Дурнушка | страница 66
— Боже мой! Но только не здесь! Позовите его в сад, в липовую аллею, я сейчас же приду туда… Здесь страшно пахнет лекарством, а мне хочется увидеть его после такой долгой разлуки при более праздничной обстановке.
Он пожал мне руку и пошел исполнить мое поручение.
Оставшись одна, я подошла к зеркалу поправить волосы. Я исхудала во время болезни, но это шло ко мне. Глаза блестели ярче, кожа на лице стала бледнее и прозрачнее… Какая-то неуловимая печать легла на лоб и давала новое освещение всему лицу, ставшему осмысленнее, серьезнее и значительнее.
Я наскоро погладила срезанные во время болезни волосы и, опираясь на зонтик, медленно, шаг за шагом направилась в сад.
У дверей портретной меня встретила няня.
— Матушка барынька моя, деточка моя, Христова страдалица, — кинулась она ко мне, — крохотка моя, Слава Богу, поправилась ты у нас! Родная ты наша!

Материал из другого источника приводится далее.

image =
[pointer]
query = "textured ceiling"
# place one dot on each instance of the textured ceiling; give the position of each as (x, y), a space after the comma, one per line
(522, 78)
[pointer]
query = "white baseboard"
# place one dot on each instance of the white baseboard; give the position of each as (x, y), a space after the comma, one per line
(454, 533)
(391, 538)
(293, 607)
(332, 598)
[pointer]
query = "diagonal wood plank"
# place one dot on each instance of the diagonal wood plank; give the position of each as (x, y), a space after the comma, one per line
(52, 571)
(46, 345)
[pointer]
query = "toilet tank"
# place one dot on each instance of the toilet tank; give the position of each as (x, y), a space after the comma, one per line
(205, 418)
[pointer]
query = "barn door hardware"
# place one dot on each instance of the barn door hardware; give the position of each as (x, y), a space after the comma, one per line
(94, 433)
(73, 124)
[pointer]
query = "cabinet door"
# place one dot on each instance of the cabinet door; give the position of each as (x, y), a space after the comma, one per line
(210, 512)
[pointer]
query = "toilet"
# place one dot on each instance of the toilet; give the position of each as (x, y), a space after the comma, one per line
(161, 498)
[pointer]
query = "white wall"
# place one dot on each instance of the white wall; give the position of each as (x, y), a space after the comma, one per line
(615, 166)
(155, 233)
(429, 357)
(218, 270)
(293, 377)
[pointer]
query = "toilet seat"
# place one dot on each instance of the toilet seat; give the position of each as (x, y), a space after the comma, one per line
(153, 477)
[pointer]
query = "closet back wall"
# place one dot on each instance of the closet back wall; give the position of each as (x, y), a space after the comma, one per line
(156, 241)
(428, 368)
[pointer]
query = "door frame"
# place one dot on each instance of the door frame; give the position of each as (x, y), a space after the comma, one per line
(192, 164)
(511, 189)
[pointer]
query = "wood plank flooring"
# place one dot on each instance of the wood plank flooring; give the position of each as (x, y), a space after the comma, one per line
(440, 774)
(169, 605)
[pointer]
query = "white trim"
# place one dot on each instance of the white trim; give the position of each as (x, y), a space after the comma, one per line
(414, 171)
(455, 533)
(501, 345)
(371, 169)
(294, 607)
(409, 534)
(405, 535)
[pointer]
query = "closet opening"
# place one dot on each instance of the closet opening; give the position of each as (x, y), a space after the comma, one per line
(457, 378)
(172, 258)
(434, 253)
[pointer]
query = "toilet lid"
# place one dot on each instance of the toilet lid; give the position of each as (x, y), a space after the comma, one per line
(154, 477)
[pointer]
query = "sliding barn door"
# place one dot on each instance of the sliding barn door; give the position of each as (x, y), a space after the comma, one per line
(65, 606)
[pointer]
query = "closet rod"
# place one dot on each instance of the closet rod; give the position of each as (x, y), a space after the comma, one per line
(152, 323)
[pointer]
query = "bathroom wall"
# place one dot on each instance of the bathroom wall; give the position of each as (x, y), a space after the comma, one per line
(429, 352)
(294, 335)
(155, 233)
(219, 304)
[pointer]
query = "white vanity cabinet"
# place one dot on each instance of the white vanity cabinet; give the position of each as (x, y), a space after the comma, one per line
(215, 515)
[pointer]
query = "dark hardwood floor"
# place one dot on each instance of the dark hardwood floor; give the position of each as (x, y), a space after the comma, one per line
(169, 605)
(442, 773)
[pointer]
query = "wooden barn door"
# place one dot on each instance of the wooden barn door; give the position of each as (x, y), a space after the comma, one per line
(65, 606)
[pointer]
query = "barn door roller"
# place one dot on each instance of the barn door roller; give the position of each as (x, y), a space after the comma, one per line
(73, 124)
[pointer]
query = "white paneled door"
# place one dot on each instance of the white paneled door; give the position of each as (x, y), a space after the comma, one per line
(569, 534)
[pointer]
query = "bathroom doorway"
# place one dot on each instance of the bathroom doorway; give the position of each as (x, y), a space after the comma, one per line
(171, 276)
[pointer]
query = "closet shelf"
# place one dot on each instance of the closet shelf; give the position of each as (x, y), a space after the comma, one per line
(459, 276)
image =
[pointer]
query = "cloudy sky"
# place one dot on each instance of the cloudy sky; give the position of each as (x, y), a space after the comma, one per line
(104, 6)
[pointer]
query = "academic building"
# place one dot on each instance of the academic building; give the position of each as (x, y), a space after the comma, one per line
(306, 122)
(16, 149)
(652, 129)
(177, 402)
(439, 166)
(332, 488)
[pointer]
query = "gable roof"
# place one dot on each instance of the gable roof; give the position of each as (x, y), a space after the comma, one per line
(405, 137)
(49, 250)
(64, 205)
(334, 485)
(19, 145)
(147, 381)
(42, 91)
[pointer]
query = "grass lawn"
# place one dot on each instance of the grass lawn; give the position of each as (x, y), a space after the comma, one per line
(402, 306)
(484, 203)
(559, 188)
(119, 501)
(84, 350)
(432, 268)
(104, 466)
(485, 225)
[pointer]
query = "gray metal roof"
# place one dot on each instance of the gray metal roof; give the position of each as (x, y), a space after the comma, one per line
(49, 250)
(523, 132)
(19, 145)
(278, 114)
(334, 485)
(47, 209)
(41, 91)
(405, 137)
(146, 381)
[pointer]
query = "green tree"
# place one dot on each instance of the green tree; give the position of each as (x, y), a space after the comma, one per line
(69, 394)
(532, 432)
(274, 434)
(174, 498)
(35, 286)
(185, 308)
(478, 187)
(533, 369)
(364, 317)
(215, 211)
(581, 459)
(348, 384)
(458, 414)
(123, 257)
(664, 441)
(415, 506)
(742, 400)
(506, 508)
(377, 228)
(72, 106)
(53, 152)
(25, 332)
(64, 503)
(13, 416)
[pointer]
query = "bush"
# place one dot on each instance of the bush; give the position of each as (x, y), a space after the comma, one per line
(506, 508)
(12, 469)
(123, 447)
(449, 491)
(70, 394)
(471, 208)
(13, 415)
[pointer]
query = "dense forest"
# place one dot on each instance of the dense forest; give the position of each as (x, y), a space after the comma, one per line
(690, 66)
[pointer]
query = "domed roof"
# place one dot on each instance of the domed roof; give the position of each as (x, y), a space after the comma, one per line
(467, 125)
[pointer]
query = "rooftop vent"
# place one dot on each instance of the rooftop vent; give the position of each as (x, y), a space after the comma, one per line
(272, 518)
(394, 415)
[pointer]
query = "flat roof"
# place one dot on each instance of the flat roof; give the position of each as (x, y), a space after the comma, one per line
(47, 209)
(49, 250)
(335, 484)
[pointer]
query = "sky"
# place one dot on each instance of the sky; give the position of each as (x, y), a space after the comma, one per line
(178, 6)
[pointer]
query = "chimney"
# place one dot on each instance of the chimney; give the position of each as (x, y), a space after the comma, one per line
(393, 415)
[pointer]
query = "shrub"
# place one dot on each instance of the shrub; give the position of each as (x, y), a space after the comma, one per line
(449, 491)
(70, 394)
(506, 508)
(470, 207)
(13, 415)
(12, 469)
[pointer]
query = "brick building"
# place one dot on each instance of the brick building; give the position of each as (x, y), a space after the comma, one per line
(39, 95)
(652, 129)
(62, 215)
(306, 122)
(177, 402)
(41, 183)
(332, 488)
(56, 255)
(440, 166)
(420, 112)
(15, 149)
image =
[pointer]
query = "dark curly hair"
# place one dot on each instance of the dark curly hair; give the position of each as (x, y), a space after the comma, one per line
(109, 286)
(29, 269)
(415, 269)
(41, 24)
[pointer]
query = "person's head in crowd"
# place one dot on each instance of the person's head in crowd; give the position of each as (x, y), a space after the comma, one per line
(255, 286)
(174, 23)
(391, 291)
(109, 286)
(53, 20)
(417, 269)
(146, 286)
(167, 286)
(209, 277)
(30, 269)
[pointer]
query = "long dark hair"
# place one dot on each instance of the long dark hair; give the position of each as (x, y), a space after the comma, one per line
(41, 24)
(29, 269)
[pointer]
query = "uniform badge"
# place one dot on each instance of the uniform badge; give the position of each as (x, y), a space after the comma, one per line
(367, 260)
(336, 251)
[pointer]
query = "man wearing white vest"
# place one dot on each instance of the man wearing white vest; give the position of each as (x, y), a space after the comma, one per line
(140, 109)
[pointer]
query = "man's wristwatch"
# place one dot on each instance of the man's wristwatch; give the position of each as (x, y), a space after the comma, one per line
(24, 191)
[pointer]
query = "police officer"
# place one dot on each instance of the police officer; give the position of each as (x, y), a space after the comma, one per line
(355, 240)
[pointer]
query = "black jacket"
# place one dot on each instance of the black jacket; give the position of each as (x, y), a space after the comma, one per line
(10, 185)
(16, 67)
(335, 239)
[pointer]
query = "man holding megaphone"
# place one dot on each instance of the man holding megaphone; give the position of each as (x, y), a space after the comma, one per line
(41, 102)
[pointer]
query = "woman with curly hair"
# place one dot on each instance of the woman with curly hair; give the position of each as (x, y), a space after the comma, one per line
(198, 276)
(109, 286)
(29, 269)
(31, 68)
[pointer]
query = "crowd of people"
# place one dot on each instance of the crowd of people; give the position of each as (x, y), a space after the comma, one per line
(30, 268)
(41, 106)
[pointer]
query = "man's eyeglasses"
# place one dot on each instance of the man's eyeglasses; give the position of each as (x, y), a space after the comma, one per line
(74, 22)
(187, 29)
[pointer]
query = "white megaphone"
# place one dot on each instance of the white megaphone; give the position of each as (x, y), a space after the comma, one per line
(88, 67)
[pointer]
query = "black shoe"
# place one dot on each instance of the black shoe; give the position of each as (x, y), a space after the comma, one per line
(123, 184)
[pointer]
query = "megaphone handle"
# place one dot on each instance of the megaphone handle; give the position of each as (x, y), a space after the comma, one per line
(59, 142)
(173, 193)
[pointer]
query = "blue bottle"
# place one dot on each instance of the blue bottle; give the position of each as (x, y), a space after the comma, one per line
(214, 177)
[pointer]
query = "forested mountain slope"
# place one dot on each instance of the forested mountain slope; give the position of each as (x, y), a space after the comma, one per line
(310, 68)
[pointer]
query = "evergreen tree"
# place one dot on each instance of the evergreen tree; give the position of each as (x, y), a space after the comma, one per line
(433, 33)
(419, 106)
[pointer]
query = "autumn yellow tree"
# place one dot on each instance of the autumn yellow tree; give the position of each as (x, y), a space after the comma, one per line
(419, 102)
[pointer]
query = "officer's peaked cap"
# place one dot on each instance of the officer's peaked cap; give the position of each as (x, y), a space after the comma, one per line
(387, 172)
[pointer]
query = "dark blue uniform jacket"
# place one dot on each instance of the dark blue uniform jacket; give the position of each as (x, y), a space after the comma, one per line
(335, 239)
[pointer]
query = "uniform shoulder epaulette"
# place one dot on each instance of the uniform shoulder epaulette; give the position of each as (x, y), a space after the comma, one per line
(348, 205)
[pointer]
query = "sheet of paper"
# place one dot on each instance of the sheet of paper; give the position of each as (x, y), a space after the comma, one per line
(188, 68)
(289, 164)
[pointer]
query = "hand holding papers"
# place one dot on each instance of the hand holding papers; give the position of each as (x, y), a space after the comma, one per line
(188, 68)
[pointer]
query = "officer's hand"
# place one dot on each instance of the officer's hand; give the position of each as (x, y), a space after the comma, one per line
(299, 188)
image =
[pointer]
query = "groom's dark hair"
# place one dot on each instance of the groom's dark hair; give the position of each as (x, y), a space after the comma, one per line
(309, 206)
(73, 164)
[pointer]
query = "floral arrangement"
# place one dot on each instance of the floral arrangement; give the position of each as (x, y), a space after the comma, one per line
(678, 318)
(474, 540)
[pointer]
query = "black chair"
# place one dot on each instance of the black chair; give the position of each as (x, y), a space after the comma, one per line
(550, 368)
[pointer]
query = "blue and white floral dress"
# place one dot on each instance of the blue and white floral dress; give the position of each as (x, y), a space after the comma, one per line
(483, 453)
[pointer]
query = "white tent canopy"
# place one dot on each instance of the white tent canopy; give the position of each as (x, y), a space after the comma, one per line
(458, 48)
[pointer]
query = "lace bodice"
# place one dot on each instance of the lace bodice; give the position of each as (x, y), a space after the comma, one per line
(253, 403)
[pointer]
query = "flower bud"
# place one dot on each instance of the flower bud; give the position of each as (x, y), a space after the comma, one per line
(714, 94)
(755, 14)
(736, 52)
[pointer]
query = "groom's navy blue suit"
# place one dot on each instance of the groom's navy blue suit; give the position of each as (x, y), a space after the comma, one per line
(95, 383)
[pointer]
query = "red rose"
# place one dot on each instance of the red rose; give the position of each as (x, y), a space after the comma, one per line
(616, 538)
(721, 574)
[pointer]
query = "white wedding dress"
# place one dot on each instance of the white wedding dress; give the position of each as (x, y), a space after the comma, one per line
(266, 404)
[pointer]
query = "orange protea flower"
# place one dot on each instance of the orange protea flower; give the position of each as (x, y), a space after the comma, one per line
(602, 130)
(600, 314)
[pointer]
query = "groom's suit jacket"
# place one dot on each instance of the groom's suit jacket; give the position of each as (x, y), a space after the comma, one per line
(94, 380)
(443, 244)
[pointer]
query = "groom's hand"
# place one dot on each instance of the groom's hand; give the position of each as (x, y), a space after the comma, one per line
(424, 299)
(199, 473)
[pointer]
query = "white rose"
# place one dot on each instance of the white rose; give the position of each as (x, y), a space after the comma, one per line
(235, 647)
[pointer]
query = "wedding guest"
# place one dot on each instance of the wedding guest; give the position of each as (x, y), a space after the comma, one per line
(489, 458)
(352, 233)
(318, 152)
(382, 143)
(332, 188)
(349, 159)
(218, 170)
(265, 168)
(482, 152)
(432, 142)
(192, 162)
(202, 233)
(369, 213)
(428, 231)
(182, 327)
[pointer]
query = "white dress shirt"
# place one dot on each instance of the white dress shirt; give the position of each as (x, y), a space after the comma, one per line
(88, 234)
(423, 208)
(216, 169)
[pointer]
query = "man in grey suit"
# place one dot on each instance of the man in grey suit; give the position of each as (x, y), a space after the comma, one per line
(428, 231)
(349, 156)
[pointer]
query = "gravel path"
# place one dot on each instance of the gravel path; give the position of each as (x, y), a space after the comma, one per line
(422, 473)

Старуха целовала мои руки, обливая их потоками слез. Я горячо обняла ее и поспешила к мужу с сильно бьющимся сердцем.
XVI
Лето стояло теплое, роскошное. Изумрудные стрекозы, блестя в майском солнце серебром своих крылышек, порхали в воздухе, производя свой чуть внятный меланхолический шум. Пестрые бабочки, бесшумные, как эльфы, купались в глубоком эфире. Нестерпимо пряно пахло цветущей сиренью. В липовой аллее было сумрачно и прохладно.
В ожидании Сергея я присела на скамью под старой развесистой липой. Мне хотелось собраться с мыслями, подумать о событии, перевернувшем весь прежний строй моей жизни. Я волновалась, как никогда…
— Наташа! Милая Наташа!
При звуке дорогого голоса я подняла голову и с тихим криком упала на грудь мужа.
— Прости меня, прочти! Прости!
Сергей стоял передо мною взволнованный, бледный, осунувшийся и похудевший, каким я его еще никогда не видала.
— Наташа, бедная моя Наташа! Мне не в чем прощать тебя, я только могу любить и лелеять тебя! — нежно окружая меня своими объятиями, сердечным ласковым голосом, говорил мне муж.
От этого слишком знакомого, бесконечно дорогого голоса мое сердце забилось сильно, сильно.
— Ты жив, ты здоров! ты со мною! — шептала я, — какой безумной, была я тогда! Какою неправой и жестокой, Сергей, родной мой, дорогой и любимый мой муж!
Он ласково глядел на меня.
— Наташа, милая Наташа, не будем вспоминать тяжелого промежутка в нашей светлой жизни, — произнес он тихо и ласково, — верь мне и знай одно: ты всегда была мне дорога, бесконечно дорога, моя Наташа! А теперь станешь еще вдвое дороже, потому что ты так своей болезнью настрадалась из-за меня!